The mega-hyped storm arrived at Fruita, Utah, in the middle of the night leaving behind perhaps a couple of hundreths of an inch of rain and a lot of wind.
The wind is really confusing the leaves. They don't know which way to blow. First they race across north across the campground. Then they change their leaf minds and race back south. Such behavior makes them very interesting to watch. Fruita's stately old growth cottonwood trees were at their peak when we arrived early Monday afternoon.
Now their slightly past their peak because the wind has stripped off lotsa leaves. But there's still plenty of color, so much so that the campground has an odd but pleasing yellow tint.
The NPS put signs at the Visitor Center saying "Campground FULL" but it actually wasn't completely full. Close but not quite.
As usual the Capitol Reef Campground fills out Hearts & Spirits full with Joy & Delight. Site 30 in the B Loop is arguably the best site in the whole campground.
After our Spring 2021 Northbound trip and factoring in this Fall's Southbound route so far, we've decided it's our new South-North Route. Plus, we're going to experiment with repeating our Fall 2019 leg via Hanksville-Blanding-Bluff to Arizona. It might actually be equal or even shorter distance to go that way rather than to go back through Loa and then to Koosharem, etc. to get to US 89.
You can't make something from nothing. Cell signal boosters only work if they have a weak signal to boost. There is absolutely ZERO cell signal here in Fruita and the NPS intends to keep it that way. So, our hoop-dee-doo cell signal booster is useless in such a situation.
However, it "might" work its magic at a viewpoint where we know there is a weak signal. The nice thing about the unit we purchased is that it came with two external antennas. One works great on a tall mast. The other is magnetic and can simply be attached to the roof of the truck. The amplifier plugs into the 12 volt port. Those ports used to be called cigarette lighters but that seems such an archaic name now.
Today promises to be cooler than normal. It was 68 degrees when we pulled into this campground yesterday. At 10 AM it's 44 degrees and the wind makes it feel even cooler than that.
Anyway, it will be a good day to spend time at the Visitor Center trying to find more information about The Bird Ripple Rock Mine and also the location of the 1937 National Monument Dedication Ceremony.
We're thinking of delivering a short Eulogy to E.P. Pectol at that Dedication Site but, as this point, we have no clue where it is located.
We have VERY low expeectations for working with the NPS Staff today. In fact, it will be no surprise if we come up empty-handed on all of our inquiries.
This might be a large National Park in physical area but it's a very small park in terms of Staffing and so-called "resources." I'd be quite surprised if they actually even had archival records located on site here. I'd be willing to bet real money the Capitol Reef archives are located at the Denver Regional Office.
But whatever...at least we will give it a good ol' college try and see wot hoppens.
Theoretically, the weather is supposed to improve this week.
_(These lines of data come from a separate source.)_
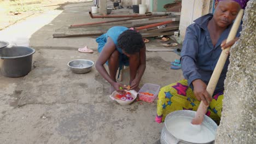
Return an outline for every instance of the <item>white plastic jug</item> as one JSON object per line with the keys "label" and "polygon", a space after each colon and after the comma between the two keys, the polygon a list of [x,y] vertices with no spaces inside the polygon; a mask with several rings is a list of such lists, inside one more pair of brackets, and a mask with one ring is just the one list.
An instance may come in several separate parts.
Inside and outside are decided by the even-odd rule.
{"label": "white plastic jug", "polygon": [[139,4],[139,14],[145,14],[147,11],[147,5]]}
{"label": "white plastic jug", "polygon": [[91,13],[92,14],[96,14],[98,13],[98,7],[91,7]]}

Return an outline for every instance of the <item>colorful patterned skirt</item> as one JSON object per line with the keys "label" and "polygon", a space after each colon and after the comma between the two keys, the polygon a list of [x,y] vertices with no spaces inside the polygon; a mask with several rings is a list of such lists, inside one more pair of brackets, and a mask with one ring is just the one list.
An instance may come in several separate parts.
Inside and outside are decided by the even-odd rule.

With four more nights remaining, we have plenty of time to explore and do all the stuff people do when they visit Capitol Reef.
Capitol Reef National Park was created from Capitol Reef National Monument on December 18, 1971, when President Nixon signed it into law. So the Park is turning 50. Efforts to designate this area as a National Park actually began over 100 years ago through the relentless efforts of E.P. Pectol. Pectol coined the name "Wayne Wonderland" well over 100 years ago. He and his pards began a concerted promotional campaign in 1921.
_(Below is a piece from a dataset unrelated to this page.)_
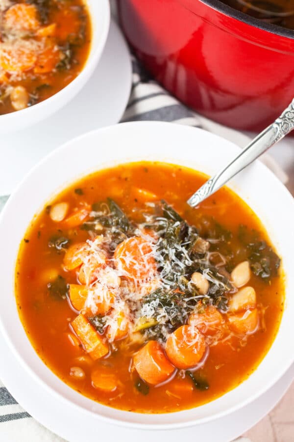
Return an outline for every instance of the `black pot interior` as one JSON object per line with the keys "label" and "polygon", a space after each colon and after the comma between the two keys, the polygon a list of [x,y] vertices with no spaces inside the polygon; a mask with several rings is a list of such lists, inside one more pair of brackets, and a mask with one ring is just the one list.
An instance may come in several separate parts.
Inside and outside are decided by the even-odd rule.
{"label": "black pot interior", "polygon": [[222,12],[225,15],[232,17],[244,23],[250,25],[251,26],[254,26],[255,28],[258,28],[263,30],[271,32],[271,33],[294,39],[294,30],[282,28],[277,25],[268,23],[267,22],[255,18],[250,15],[238,11],[238,9],[235,9],[228,5],[224,4],[219,0],[200,0],[200,1],[213,8],[214,9]]}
Back in 1925, people here actually thought that a "Wayne Wonderland" State Park had been created. A couple thousand folks showed up at a Dedication and the Governor was keynote speaker. Interestingly, there never was a Wayne Wonderland State Park here or anywhere else. But people "thought" there was. President Franklin Roosevelt actually signed the law creating Capitol Reef National Monument in August 1937. It was supposed to be called Wayne Wonderland National Monument but some NPS bureaucrat co-opted the name at the last minute in the legislative process. Local folks wer\\\e very upset about the name change.
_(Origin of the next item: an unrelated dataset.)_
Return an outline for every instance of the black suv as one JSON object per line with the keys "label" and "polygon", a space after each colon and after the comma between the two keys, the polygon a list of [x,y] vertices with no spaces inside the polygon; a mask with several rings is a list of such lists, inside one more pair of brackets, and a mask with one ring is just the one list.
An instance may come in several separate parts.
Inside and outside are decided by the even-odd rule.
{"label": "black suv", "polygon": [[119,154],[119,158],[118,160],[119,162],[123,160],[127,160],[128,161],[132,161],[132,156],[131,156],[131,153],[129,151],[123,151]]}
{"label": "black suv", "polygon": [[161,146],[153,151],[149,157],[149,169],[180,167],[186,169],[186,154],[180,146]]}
Guess who actually named the area Capitol Reef? None other than that famous river runner, Major John Wesley Powell!
All-in-all, it's a minor miracle that Capitol Reef National Monument became a Nation Park 50 years ago. Such a thing would NEVER happen in today's political climate. Utah has five headliner National Parks. It's doubtful ANY of them would stand a snowball's chance of becoming National Parks in today's contentious culture.
We're very happy to be tucked into the Capitol Reef campground at Fruita. It's one of our favorite places to be. We Love It Here.